This application is a national stage entry of PCT/AU2011/001092, filed Aug. 24, 2011, which published as WO 2012/024732 on Mar. 1, 2012, which claims priority to Australia Application No. 2010903796, filed Aug. 24, 2010.
The present invention relates to a method of fabricating a capsule belt particularly, although no exclusively, for aerial dispensing.
The invention also relates to methods of using such capsule belts for specific purposes.
It is known to drop incendiaries from aircraft such as helicopters and light fixed wing aircraft for the purposes of forestry management. One known incendiary is in the form of a small sphere having a diameter of approximately 32 mm made from plastics material filled with a quantity of potassium permanganate. The sphere is injection moulded from extruded plastic. The sphere is made initially as two hemispheres one of each is filled with the potassium permanganate. The other half of the sphere is subsequently attached to the first hemisphere. The spheres are subsequently placed in a hopper which feeds them sequentially to a chute where they are injected with a small volume of glycol. This initiates as exothermic reaction generating a flame.
The present inventor developed an alternate form of incendiary described in U.S. Pat. No. 6,877,433 in which the incendiary comprises a plurality of containers coupled together to form a belt which is fed through a dispensing machine. The present invention was motivated by a desire to provide an alternate method of manufacturing the incendiary capsules. However during the course of developing the alternate method it became apparent that the method is generic to the extent that it can be applied to the manufacture of capsule belts per se irrespective of the contents of the capsules which can be varied for the application at hand.
One aspect of the present invention provides a method of fabricating a belt of capsules comprising:
providing a first strip of material;
forming a matrix of receptacles in the first strip;
depositing a quantity of at least one material in each receptacle;
attaching a second strip of material over the first strip to close the receptacles and form a matrix of capsules;
cutting the matrix of capsules into rows to thereby form a plurality of belts of capsules.

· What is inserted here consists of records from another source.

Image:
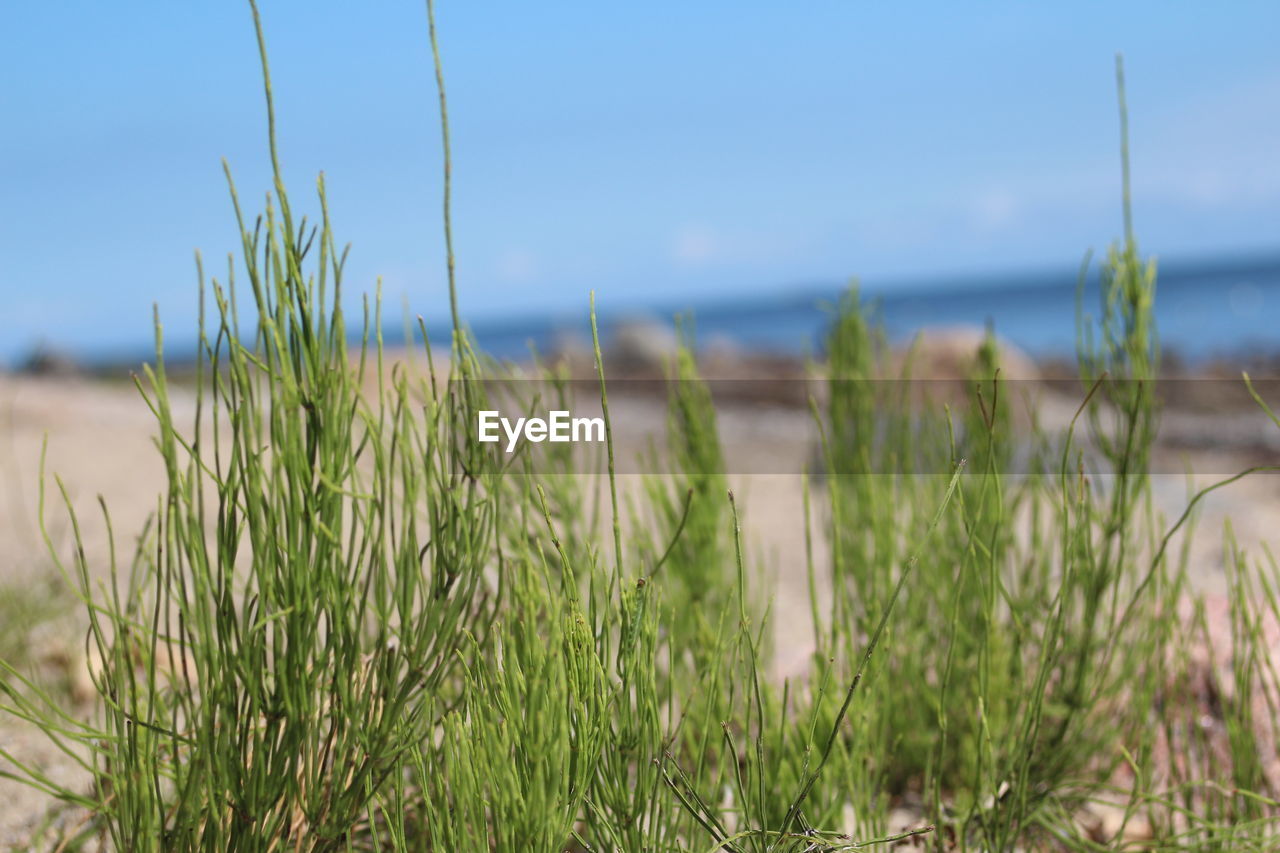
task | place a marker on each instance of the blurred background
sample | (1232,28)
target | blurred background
(737,159)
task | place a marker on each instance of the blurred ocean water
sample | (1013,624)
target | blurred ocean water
(1226,309)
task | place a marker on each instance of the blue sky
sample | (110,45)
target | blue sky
(661,153)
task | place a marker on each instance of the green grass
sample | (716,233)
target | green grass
(348,628)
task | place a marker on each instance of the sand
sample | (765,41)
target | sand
(100,443)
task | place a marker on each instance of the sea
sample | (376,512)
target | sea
(1205,310)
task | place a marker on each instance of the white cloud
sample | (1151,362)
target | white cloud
(695,245)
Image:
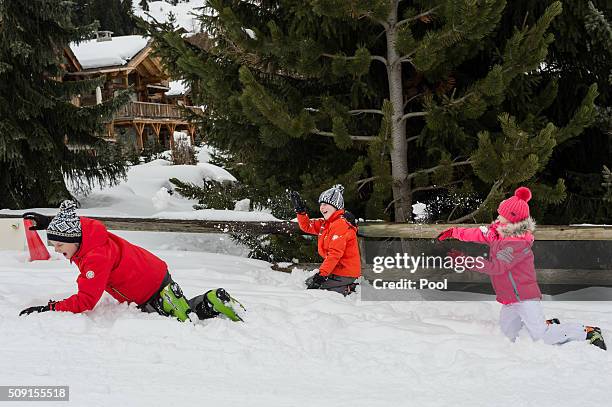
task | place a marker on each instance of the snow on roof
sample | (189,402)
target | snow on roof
(118,51)
(179,87)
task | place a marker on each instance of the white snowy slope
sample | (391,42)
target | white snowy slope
(296,347)
(148,193)
(183,13)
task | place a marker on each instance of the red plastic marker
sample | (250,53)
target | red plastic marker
(38,250)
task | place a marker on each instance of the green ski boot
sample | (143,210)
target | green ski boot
(216,302)
(174,302)
(594,337)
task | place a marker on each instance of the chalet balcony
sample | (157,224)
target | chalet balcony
(146,111)
(162,119)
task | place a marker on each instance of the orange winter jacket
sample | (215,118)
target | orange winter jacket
(337,244)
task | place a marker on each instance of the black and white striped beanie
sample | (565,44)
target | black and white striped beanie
(333,196)
(66,225)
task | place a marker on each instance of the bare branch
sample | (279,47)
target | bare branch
(413,114)
(412,98)
(360,111)
(432,169)
(372,57)
(354,138)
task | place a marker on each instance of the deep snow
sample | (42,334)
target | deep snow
(297,347)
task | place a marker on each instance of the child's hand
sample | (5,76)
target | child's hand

In one embodiment forming the matrix of receptacles comprises vacuum forming the receptacles in the first strip of plastics material.
In one embodiment attaching the second strip of plastics material comprises providing the second strip as a roll of plastics material of the same type as the plastics material of the first strip and unwinding the roll to overlay the second strip over the first strip.
In one embodiment the method comprises forming the second strip with a thickness of between 20%-60% of the thickness of the first strip.
In one embodiment the first strip has a thickness in the order of between 200 μm to 1000 μm.
In one embodiment the second strip has a thickness in the order of between 200 μm to 400 μm.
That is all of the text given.